5 april - 1 July 2011
free entrance from scalinata di via Milano 9A
Planned as part of the celebrations for the 150th anniversary of Italian unification, this exhibition, sponsored by the Bank of Italy, brings to life one of the lesser known aspects of the unification process: the creation of a single currency for a united Italy. The adoption of the lira, which replaced hundreds of other currencies in use up to then, was the means of integrating the country economically, of opening the door to Italy's participation in the great changes taking place in Europe and the world, and of laying the foundations for its future growth. These are the same goals that inspired the process of European unification and the birth of the euro.
Through the juxtaposition of multimedia content and archive documents, important collections of coins and industrial machinery, objects in everyday use and antique books, modern banknotes and primitive forms of money, we can look at past events and the effect they had on the day-to-day lives of Italians alongside our experience today, from the introduction of the euro to the spread of electronic money. Needless to say, other countries were also undergoing similar changes and, at international level, wider forms of monetary union were already being designed and implemented.
Although most of the items on show are from the Bank of Italy's collections, thanks to the kind collaboration of the Museo Nazionale Romano, the exhibition also includes a vast number of coins from King Victor Emmanuel III's great collection, allowing us to follow Italian monetary history through the whole of the 19th century. From the State Archives there is the original law on monetary unification of 1862, medieval bills of exchange and other documents, and there are many exhibits from numerous other archives, museums, libraries and private collections.
The story begins with the monetary measures introduced by Napoleon after the Italian campaign of 1796 when the Italian lira was minted for the first time. We then move on to the three-year period 1860-62 when Italian monetary unification took shape, looking at the problems and developments up to the establishment of the Bank of Italy in 1893. In parallel to the narration of these events the exhibition recounts the process of European unification, from its beginnings in the early 1950s until the birth of the euro.
The display stands give us more detailed information, through documents and interactive guides, on the general, broader aspects and on particular questions, such as the very different forms money has assumed over the millennia of its history. The role of money in 19th century Italian society and in the different social groups; the economic situation of Italy before and after 1861; the different monetary systems around the world and in the Italian states prior to unification; the development of road, rail and telegraph infrastructure, which - along with money - contributed to the unification processes in Italy and abroad; and the flourishing of paper money with the establishment and development of the note-issuing banks.

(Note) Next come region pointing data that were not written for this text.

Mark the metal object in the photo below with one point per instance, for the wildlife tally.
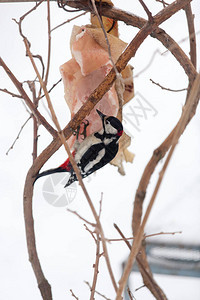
(171, 259)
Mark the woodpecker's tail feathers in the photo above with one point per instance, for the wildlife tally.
(72, 178)
(51, 171)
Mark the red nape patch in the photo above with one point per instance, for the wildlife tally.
(120, 133)
(67, 165)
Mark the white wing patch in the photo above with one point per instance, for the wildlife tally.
(85, 145)
(95, 161)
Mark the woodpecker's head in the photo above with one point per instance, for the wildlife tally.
(111, 125)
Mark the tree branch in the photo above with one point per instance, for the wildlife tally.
(27, 100)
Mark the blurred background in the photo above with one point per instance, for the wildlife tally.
(66, 250)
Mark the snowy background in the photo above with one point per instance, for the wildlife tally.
(65, 248)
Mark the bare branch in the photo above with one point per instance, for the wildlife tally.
(10, 93)
(69, 20)
(103, 296)
(149, 14)
(73, 295)
(192, 99)
(49, 42)
(18, 135)
(167, 89)
(191, 29)
(27, 100)
(83, 219)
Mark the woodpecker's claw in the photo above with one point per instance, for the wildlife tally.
(84, 132)
(77, 132)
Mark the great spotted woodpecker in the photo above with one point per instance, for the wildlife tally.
(95, 151)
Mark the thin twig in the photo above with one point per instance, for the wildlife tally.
(168, 89)
(149, 14)
(147, 276)
(73, 295)
(130, 294)
(53, 86)
(106, 37)
(27, 100)
(103, 296)
(77, 214)
(194, 94)
(18, 135)
(191, 29)
(10, 93)
(69, 20)
(31, 85)
(146, 236)
(96, 267)
(91, 232)
(49, 42)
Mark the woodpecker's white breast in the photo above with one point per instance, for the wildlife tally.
(90, 165)
(85, 145)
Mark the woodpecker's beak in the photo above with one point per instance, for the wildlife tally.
(102, 116)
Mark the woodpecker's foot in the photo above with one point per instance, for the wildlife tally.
(77, 132)
(84, 132)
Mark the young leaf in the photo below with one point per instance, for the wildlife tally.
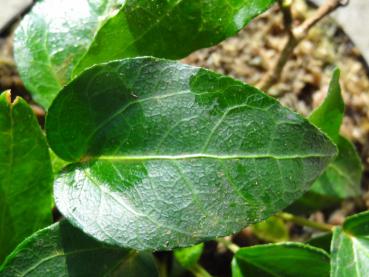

The exhibition also dedicates space to illustrating the development of the production processes for money and banknotes, no secondary question and one that Italy - united but still industrially backward - had to address in its process of monetary unification; the history of money and banknotes in the course of the 19th century, not only as regards their economic value but also in terms of their artistic, symbolic and political values; and the forms of money used in the world today and the infrastructure that enables them to circulate.